抗がん薬の研究も日進月歩。より効果の高い抗がん薬にスイッチすることで、コンバージョン・サージェリーが現実味を帯びてくる可能性は大いにあるだろう。そうなれば、現在行われている「切除可能な膵がんに対する術前化学療法」の有効性もさらに高まっていくに違いない。

2019年に確立された切除可能な膵がんに対する術前化学療法。これが一石となって、「難治」と言われ続けた膵がん治療に大きな波紋を起こすことを期待したい。

手術可能の早い時期に膵がんを見つけるために

とはいえ、できることならば「切除可能」な状態で膵がんを発見したい、とは誰もが思うところだ。自覚症状が現われにくい膵がん、どうすれば早い段階で見つけることができるのだろうか?

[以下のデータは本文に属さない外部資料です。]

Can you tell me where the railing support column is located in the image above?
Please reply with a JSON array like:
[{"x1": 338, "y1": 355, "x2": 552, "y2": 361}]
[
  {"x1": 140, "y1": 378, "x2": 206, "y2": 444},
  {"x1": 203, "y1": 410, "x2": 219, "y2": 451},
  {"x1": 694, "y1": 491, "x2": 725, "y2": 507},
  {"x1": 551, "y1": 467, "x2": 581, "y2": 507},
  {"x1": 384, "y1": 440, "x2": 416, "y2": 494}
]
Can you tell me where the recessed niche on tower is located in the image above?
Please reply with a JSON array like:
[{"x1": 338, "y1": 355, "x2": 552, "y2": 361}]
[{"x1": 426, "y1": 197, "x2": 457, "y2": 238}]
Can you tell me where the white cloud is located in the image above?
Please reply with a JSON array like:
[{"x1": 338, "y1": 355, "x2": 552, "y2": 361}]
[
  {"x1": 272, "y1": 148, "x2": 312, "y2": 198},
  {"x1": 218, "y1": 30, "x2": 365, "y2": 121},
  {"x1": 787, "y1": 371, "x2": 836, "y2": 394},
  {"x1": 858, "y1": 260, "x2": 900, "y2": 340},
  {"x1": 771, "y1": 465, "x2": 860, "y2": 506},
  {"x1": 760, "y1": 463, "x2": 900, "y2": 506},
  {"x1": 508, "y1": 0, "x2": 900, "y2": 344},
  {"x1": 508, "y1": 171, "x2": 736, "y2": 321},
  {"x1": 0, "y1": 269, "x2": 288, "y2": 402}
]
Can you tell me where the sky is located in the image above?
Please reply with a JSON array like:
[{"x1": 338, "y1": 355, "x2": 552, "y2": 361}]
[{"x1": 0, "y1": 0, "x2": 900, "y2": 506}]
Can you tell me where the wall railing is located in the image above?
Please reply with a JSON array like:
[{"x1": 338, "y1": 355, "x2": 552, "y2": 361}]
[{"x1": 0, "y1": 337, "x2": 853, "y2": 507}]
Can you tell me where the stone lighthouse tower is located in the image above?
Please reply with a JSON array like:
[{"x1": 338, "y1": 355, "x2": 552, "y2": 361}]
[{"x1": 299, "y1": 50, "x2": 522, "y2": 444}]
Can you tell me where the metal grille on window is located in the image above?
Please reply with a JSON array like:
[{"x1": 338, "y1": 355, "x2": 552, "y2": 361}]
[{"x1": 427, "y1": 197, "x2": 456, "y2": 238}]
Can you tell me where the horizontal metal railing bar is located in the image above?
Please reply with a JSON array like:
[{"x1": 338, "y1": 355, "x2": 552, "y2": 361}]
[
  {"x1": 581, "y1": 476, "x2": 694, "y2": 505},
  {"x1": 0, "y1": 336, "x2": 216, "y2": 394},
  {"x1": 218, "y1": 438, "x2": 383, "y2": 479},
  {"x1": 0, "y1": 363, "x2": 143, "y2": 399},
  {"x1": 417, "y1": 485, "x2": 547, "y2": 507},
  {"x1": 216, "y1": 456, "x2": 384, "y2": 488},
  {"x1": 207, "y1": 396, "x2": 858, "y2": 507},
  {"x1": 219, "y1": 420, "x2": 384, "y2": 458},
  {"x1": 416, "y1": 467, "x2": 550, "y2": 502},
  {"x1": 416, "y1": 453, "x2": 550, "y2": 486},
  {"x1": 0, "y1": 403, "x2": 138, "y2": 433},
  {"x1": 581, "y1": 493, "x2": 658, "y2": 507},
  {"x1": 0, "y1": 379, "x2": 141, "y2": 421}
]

「これは医療側の仕事になりますが、膵がんを発症しやすい人を囲い込む必要があると思います。例えば、肝がんなら肝炎の人を注視するように、膵がんも何らかの発症しやすい遺伝子異常があって、その遺伝子を持つ人を絞り込んで観察していくことができるようになれば、早い段階で発見できるようになるはずです」

2013年には、女優のアンジェリーナ・ジョリーさんが、BRCA1遺伝子変異による遺伝性乳がんを回避するために乳房切除術を受けたことがニュースになった。

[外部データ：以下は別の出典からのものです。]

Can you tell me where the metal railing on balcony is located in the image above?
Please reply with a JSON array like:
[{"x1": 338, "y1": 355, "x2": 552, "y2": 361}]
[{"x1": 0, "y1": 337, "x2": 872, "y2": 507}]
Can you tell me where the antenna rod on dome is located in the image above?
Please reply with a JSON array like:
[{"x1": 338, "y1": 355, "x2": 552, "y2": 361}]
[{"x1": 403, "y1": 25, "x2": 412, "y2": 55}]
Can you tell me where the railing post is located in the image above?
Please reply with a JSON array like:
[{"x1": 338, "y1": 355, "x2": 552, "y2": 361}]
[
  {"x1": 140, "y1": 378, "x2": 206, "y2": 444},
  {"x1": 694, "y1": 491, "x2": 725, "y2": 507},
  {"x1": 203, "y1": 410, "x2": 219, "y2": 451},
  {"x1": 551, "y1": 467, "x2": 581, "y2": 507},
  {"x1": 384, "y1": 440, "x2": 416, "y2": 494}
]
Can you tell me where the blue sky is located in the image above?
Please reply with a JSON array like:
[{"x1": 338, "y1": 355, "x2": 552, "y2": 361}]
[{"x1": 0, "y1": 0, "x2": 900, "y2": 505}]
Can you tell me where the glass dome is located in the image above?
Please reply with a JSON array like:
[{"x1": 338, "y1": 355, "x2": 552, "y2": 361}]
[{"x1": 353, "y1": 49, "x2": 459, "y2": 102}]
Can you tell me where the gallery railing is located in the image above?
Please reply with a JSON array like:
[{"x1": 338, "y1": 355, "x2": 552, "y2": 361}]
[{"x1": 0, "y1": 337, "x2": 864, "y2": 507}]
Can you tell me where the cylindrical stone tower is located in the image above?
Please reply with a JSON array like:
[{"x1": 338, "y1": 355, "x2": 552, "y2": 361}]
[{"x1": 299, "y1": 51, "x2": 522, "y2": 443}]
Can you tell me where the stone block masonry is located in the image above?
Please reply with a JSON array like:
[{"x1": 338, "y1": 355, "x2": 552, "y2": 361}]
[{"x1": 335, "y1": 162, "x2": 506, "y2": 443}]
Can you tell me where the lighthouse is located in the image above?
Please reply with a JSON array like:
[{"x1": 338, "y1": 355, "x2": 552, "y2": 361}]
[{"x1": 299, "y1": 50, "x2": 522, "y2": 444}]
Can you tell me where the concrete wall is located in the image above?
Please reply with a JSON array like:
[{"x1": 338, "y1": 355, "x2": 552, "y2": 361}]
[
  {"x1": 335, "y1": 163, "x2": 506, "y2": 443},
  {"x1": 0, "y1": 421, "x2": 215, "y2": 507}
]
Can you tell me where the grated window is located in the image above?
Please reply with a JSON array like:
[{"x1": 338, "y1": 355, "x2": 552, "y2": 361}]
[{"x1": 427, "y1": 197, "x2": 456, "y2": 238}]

「BRCA1という遺伝子変異は膵がんも発症させやすいと考えられています。そうした遺伝子を持つ人を注視し続けることは、早い段階で膵がんを見つけ出す手段になるでしょう」と海野さんは指摘した。

糖尿病との因果関係はどうなのだろうか?

「糖尿病の人が膵がんに罹りやすいのではなく、膵がんになると糖尿病が悪化するのです」

つまり、急に糖尿病になったとか、急に糖尿病が悪化した、といった場合は大いに注意が必要。言い換えると、そうした知識を持っていることが、「切除可能」な段階での膵がん発見に繋がるのだろう。

ちなみに、2019年に確立した切除可能な膵がんに対する術前化学療法だが、現在発表されているのは2年生存率までだ。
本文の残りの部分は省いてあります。